田中功起「原因が結果」 ナディッフ 10/9

ナディッフ(渋谷区神宮前)
田中功起「原因が結果」
9/9~10/10(会期終了)

表参道のナディッフで、先日まで開催されていたミニ企画展です。書店内の狭いスペースの置かれた小さなモニターによる、僅か数分の、とても短いビデオ・インスタレーションです。

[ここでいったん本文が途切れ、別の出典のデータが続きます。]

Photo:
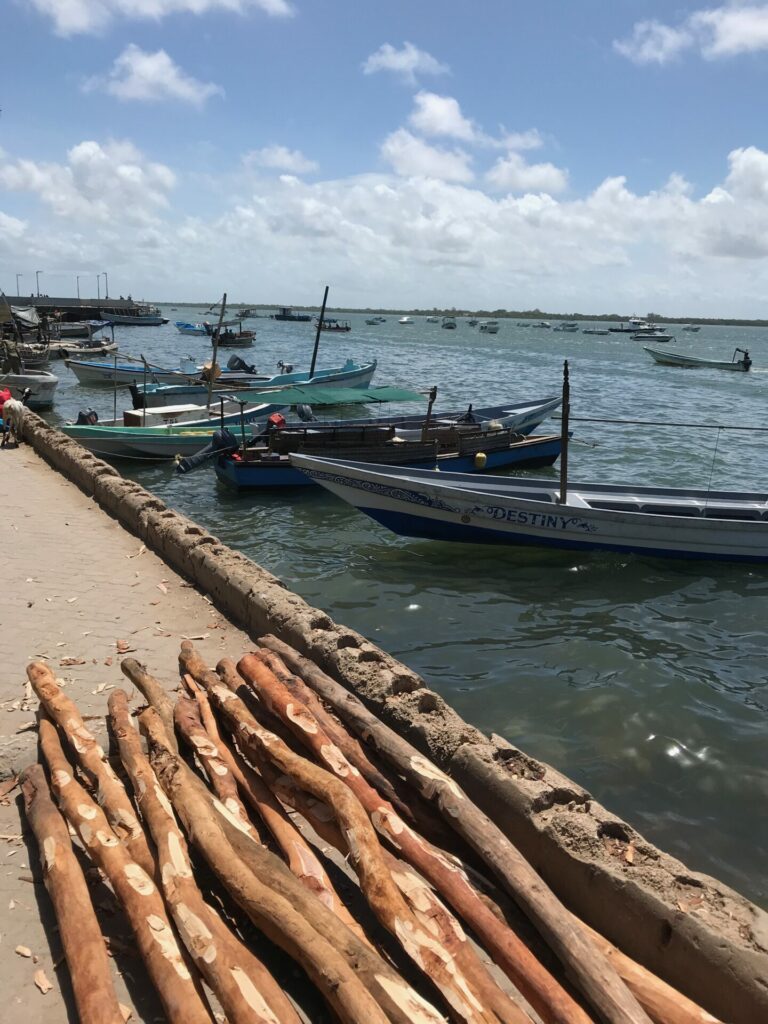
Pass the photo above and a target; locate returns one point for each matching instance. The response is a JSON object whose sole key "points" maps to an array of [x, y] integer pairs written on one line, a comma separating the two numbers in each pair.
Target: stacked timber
{"points": [[250, 786]]}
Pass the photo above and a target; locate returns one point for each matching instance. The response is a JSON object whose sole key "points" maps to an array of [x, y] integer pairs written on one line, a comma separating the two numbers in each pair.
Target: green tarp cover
{"points": [[325, 395]]}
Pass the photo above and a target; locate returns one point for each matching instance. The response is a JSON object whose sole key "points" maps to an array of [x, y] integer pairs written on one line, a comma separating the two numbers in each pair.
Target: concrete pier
{"points": [[88, 568]]}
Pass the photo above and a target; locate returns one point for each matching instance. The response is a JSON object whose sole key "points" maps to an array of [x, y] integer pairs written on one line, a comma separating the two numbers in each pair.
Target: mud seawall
{"points": [[694, 932]]}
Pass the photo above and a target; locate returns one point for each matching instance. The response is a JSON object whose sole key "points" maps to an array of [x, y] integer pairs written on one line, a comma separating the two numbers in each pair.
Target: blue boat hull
{"points": [[252, 476]]}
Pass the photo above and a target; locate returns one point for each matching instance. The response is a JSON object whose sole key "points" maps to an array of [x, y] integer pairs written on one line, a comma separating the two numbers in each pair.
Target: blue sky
{"points": [[567, 155]]}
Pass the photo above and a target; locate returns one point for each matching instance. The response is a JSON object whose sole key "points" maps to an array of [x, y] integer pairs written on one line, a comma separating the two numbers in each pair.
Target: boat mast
{"points": [[564, 435], [321, 318], [216, 333]]}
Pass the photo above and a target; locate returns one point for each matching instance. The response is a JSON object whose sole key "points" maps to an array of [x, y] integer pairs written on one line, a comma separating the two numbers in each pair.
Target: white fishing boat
{"points": [[694, 363], [667, 522], [41, 384]]}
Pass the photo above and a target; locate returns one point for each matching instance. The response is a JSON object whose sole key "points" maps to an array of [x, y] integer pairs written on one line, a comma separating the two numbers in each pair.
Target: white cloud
{"points": [[412, 238], [110, 183], [152, 78], [407, 62], [72, 17], [412, 157], [512, 173], [719, 32], [440, 116], [280, 158]]}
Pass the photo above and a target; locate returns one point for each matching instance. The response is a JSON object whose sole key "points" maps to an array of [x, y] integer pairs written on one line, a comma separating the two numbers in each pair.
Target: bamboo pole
{"points": [[597, 979], [133, 887], [110, 791], [383, 896], [154, 692], [448, 879], [78, 928], [348, 974], [247, 991]]}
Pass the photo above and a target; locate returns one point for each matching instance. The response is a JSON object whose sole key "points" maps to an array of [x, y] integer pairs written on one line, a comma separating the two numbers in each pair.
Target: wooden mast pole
{"points": [[564, 434], [321, 318]]}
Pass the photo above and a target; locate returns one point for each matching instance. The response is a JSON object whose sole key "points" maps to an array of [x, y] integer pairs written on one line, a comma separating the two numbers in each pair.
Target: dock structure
{"points": [[96, 569], [77, 309]]}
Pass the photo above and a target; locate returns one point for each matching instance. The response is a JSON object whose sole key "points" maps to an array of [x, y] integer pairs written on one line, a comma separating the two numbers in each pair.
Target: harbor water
{"points": [[642, 679]]}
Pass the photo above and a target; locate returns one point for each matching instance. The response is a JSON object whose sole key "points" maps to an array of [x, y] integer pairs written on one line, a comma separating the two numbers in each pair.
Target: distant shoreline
{"points": [[532, 314]]}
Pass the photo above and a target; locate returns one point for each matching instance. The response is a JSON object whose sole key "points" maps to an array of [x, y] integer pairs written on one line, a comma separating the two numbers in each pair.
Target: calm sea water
{"points": [[642, 679]]}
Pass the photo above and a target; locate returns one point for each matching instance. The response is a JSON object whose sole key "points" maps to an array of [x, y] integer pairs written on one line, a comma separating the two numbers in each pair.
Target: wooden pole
{"points": [[564, 434], [78, 928], [215, 350], [134, 889], [317, 333], [274, 900], [595, 976], [366, 854], [246, 989], [92, 759]]}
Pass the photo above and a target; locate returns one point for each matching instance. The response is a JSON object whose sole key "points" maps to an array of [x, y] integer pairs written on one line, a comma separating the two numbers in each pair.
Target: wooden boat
{"points": [[461, 449], [81, 350], [666, 522], [41, 384], [694, 363], [350, 375], [332, 325], [150, 317]]}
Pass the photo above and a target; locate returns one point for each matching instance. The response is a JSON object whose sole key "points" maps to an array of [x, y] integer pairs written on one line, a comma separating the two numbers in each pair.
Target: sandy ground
{"points": [[75, 584]]}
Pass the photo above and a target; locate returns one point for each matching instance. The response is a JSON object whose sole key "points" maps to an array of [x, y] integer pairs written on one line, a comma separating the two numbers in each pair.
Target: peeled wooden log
{"points": [[110, 791], [247, 991], [134, 889], [445, 877], [154, 692], [664, 1004], [595, 976], [439, 964], [78, 928], [187, 721], [302, 860], [349, 975]]}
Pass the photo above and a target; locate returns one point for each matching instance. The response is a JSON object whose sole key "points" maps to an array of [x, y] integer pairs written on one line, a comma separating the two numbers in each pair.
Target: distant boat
{"points": [[525, 511], [653, 335], [694, 363], [148, 317], [286, 313]]}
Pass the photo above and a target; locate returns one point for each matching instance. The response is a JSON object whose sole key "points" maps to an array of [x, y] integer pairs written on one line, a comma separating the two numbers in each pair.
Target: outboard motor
{"points": [[305, 414], [240, 366], [222, 442]]}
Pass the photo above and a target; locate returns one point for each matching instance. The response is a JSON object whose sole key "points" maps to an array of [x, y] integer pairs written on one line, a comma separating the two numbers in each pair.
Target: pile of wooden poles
{"points": [[260, 767]]}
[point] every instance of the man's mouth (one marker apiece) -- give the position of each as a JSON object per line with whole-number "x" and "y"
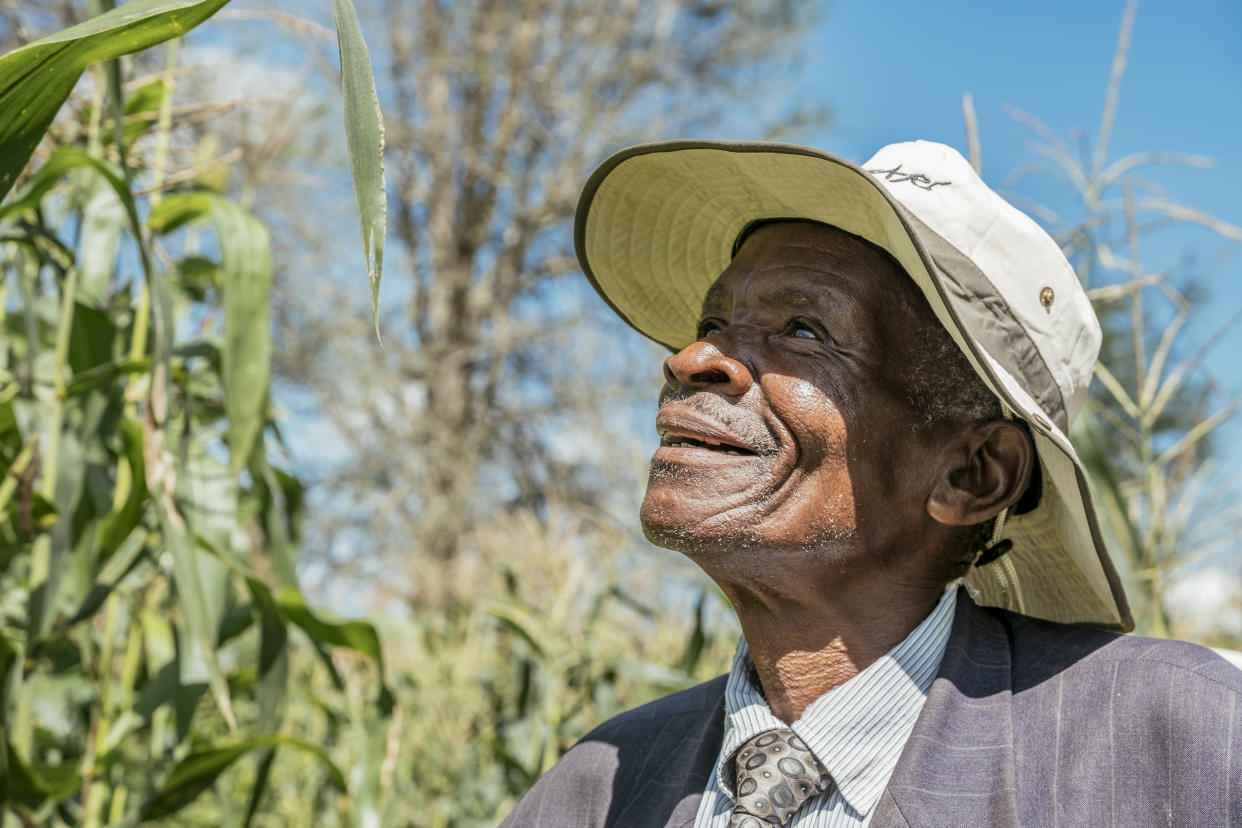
{"x": 694, "y": 435}
{"x": 681, "y": 441}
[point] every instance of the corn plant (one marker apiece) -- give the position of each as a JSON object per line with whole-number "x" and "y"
{"x": 147, "y": 541}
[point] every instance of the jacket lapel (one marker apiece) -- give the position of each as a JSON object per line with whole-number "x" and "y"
{"x": 667, "y": 795}
{"x": 958, "y": 765}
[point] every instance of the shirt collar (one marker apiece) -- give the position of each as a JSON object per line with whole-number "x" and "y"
{"x": 857, "y": 730}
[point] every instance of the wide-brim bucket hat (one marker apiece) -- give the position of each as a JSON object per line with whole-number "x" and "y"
{"x": 657, "y": 224}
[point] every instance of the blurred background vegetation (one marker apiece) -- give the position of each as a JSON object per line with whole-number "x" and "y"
{"x": 209, "y": 457}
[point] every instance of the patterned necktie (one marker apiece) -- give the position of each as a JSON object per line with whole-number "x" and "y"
{"x": 776, "y": 774}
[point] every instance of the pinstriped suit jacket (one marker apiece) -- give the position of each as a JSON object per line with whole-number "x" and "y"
{"x": 1027, "y": 723}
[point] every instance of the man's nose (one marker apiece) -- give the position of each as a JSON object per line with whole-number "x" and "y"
{"x": 702, "y": 364}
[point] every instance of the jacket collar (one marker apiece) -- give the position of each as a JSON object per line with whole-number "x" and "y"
{"x": 958, "y": 765}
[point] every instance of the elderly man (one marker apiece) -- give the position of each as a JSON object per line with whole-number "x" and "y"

映しだされる映像は、一見何気ない光景にも見えますが、それらは全て因果関係が崩壊しているものばかりです。横倒しになった一個の扇風機は、電源こそ入れられてブンブンと威勢良く回っていますが、本来ならあるはずの羽の部分に、何故かタオルが巻かれています。また、空の澄んだ晴天の元で、強い風に思いっきり吹き飛ばされているビニール傘。一体何のためにあるのでしょう。そして、透明の液体が入ったグラス。そこに同じような透明の液体が入れられると、不思議にも上部が化学変化を起こすように凝固してしまいます。これでは飲めません。

この展覧会のパンフレットに、「成るべくしてそのように成ったモノや出来ごと。」という言葉がありましたが、そこに逆説的なヒネリを加えたのが、これらの作品ではないかと思います。結果の「無意味性」が予見されていることを敢えて行う。映像自体のクオリティーも高く、どのシーンも非常に美しく撮影されています。「ありそうでなさそうな光景」を巧みに生み出す発想力。なかなか面白い試みです。

この日は殆ど偶然にナディッフへ入って、何となしにこのビデオ・インスタレーションを見たのですが、思いの外楽しい時間を過ごすことが出来ました。また他でも見てみたいと思います。